Dataminr - Customer story

About Dataminr

Dataminr is a global AI company that provides real-time alerts on high-impact events, risks, and threats. The platform processes billions of daily signals from over one million public sources across various media types, including text, images, video, audio, and machine-generated sensor data, covering more than 150 languages. Customers include major newsrooms, two-thirds of the Fortune 100, government agencies, first responders, and leading technology companies. Dataminr uses predictive AI to classify, enrich, and correlate signals, and uses generative AI to create live updating event briefs that summarize unfolding situations for users.

Challenge

Scaling real-time event detection during hyper growth

Dataminr entered a period of hypergrowth that strained its data pipeline. Rising data volume, model complexity, and real-time requirements pushed existing systems beyond their limits, creating latency, cost, and architectural bottlenecks.

Exploding ingest volume and hyperscale growth
Dataminr’s ingest volume increased far faster than its legacy DynamoDB and Redis pipeline could evolve. Sudden spikes in global activity produced sustained traffic surges that exceeded the system’s processing capacity.
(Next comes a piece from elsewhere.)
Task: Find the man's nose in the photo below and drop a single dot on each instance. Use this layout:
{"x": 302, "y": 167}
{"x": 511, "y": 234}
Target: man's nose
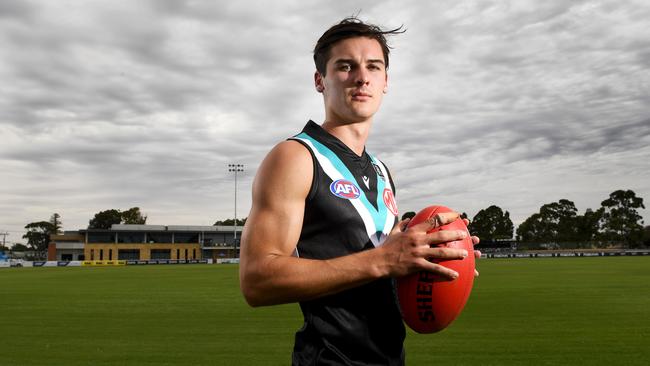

The previous design struggled to absorb this growth at real-time speeds, causing backpressure in downstream enrichment steps and instability during peak demand.
Bottlenecks in AI enrichment and model orchestration
The enrichment pipeline relies on more than fifty AI models, each requiring rapid reads and writes as they add metadata and pass updated signals forward. The existing data layer struggled to support this high rate of small, sequential operations. As a result, coordination between models slowed down, causing latency spikes and delaying the reduction of raw content, which must be shrunk by more than 95 percent before alert generation.
Hitting the ceiling of in-memory operations
Dataminr reached the limits of its Redis-based in-memory system as data volume and model complexity surged. The platform needed to process massive amounts of messages every second and add millions of labels every second at ultra-low latency to maintain real-time event detection. These in-memory constraints prevented Dataminr from scaling to larger message payloads, richer metadata, and higher throughput during periods of hyper growth.
Dependence on earlier cloud data services
Parts of the enrichment and search workflow still relied on earlier cloud native data services, such as DynamoDB for persistent storage and Redis for caching. This created a two-database pattern that added operational overhead, increased cost, and made it difficult to maintain low latency at scale. These systems were effective in earlier stages of the company but were not designed for the high throughput, metadata-driven access patterns required as Dataminr expanded globally and added more AI and ML workloads.
Global expansion increased cost pressure
Managing real-time workloads across multiple regions and availability zones (AZs) amplified data movement costs and scaling challenges. Dataminr needed a more cost-efficient and predictable foundation as it expanded into new markets, including EU deployments focused on AI and ML search use cases.

Solution

High-throughput real-time pipeline powered by Aerospike

Dataminr adopted Aerospike on AWS as the low latency, high throughput datastore supporting its AI enrichment pipeline, ingest, and generative event brief creation. Aerospike replaced earlier databases, improved model orchestration, and allowed Dataminr to scale globally.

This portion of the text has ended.